Faisant application de ces dispositions, la cour se déclare incompétente ratione materiae au profit du juge de l’exécution des Sables d’Olonne pour examiner la demande de ce chef de M. Y C.
— Sur les dépens et les frais irrépétibles :
M. Y C ayant obtenu gain de cause pour partie de ses demandes, les dépens tant de première instance que d’appel seront supportés par la société Bremodis.

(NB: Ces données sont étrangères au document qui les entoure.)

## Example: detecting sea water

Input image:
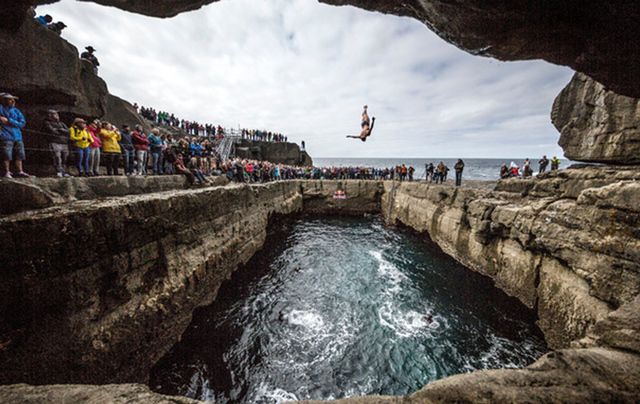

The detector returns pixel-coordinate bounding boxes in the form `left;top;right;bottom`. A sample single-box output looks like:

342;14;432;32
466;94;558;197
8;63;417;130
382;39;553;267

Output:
313;156;575;180
151;217;546;403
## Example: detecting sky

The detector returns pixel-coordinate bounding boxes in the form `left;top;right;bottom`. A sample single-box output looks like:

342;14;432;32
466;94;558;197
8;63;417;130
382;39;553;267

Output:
37;0;573;158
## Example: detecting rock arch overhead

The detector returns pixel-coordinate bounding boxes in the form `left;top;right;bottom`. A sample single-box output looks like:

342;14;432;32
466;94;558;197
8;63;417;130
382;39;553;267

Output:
18;0;640;98
0;0;640;164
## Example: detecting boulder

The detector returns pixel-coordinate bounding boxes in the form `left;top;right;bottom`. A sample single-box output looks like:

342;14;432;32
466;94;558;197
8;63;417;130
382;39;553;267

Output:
0;21;108;128
102;94;151;131
551;73;640;164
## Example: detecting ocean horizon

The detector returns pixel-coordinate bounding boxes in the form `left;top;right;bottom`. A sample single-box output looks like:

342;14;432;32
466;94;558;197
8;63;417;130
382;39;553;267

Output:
313;156;577;180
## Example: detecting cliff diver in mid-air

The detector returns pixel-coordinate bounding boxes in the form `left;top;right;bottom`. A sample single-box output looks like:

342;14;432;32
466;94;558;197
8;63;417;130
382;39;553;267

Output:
347;105;376;142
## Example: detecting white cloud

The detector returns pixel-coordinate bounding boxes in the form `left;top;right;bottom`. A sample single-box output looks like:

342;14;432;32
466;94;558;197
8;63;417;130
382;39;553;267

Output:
38;0;572;157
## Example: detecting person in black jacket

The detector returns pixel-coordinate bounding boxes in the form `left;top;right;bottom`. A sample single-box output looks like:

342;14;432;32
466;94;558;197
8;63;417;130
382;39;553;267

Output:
80;46;100;74
44;109;69;177
453;159;464;187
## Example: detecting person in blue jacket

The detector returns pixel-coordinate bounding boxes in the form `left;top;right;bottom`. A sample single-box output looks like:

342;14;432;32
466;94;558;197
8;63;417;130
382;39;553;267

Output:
0;93;30;178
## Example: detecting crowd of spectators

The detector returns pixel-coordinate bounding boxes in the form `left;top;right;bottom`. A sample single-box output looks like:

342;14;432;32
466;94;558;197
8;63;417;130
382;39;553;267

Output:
500;156;560;179
141;103;288;142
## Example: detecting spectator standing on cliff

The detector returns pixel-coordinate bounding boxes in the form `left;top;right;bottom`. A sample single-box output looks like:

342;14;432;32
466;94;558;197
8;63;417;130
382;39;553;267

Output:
500;164;509;179
69;118;93;177
80;45;100;74
453;159;464;187
131;125;149;175
100;122;122;175
44;109;69;177
120;125;135;175
0;93;30;178
87;119;102;177
538;155;549;175
522;159;533;178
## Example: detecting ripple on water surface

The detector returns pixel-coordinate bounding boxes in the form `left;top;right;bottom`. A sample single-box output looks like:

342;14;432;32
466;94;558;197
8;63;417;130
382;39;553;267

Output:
151;218;546;402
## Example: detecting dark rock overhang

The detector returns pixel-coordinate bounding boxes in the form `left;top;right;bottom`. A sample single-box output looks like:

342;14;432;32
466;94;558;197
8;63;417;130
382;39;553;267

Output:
5;0;640;98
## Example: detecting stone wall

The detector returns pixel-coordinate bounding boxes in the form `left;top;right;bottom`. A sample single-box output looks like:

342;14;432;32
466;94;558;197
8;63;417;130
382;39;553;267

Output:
382;168;640;348
0;182;302;384
0;174;640;402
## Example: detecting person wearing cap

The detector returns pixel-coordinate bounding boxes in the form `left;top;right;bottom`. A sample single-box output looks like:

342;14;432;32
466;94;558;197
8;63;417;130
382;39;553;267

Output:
80;46;100;74
44;109;69;177
0;93;30;178
120;125;135;175
69;118;93;177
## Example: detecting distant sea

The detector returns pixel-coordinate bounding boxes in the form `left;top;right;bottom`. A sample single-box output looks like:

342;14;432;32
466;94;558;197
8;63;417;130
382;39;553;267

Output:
313;157;575;180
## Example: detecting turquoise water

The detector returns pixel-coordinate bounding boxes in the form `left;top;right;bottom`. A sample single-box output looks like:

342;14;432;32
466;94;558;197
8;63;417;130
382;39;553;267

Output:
151;218;546;402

En outre il serait inéquitable de laisser à la charge de M. Y C l’intégralité des frais par lui exposés et non compris dans les dépens. Aussi, il sera mis à la charge de la société Bremodis une indemnité de 2 000 euros sur le fondement de l’article 700 du code de procédure civile au titre des frais irrépétibles de l’appel, la cour confirmant par ailleurs le jugement déféré en ce qu’il a condamné la société Bremodis à payer à M. Y C une indemnité de 750 euros sur ce même fondement au titre des frais irrépétibles de première instance.
PAR CES MOTIFS LA COUR,
Confirme le jugement déféré sauf en ce qu’il porte sur les montants des sommes allouées à M. Y C à titre de dommages et intérêts pour harcèlement et à titre d’indemnité pour licenciement nul ;
Et statuant à nouveau sur ces points :
Condamne la société Bremodis à payer à M. Y C les sommes suivantes :
— 6 000 euros à titre de dommages et intérêts pour harcèlement moral ;
— 15 000 euros à titre d’indemnité pour licenciement nul ;
Dit que ces sommes produiront intérêts au taux légal à compter de l’acte introductif de l’instance pour celles ayant un caractère de salaire ou d’accessoire de salaire, et à compter de la présente décision pour les autres sommes, et ces intérêts seront capitalisés par application de l’article 1154 du code civil ;
Ordonne à la société Bremodis de remettre à M. Y C un certificat de travail rectifié mentionnant son emploi du 3 août 2008 au 11 avril 2014 ;
Et y ajoutant :
Se déclare incompétente ratione materiae au profit du juge de l’exécution des Sables d’Olonne pour examiner la demande de M. Y C tendant à la liquidation de l’astreinte ordonnée par les premiers juges ; Condamne la société Bremodis à verser à M. Y C la somme de 2 000 euros sur le fondement de l’article 700 du code de procédure civile ainsi qu’aux entiers dépens de l’appel.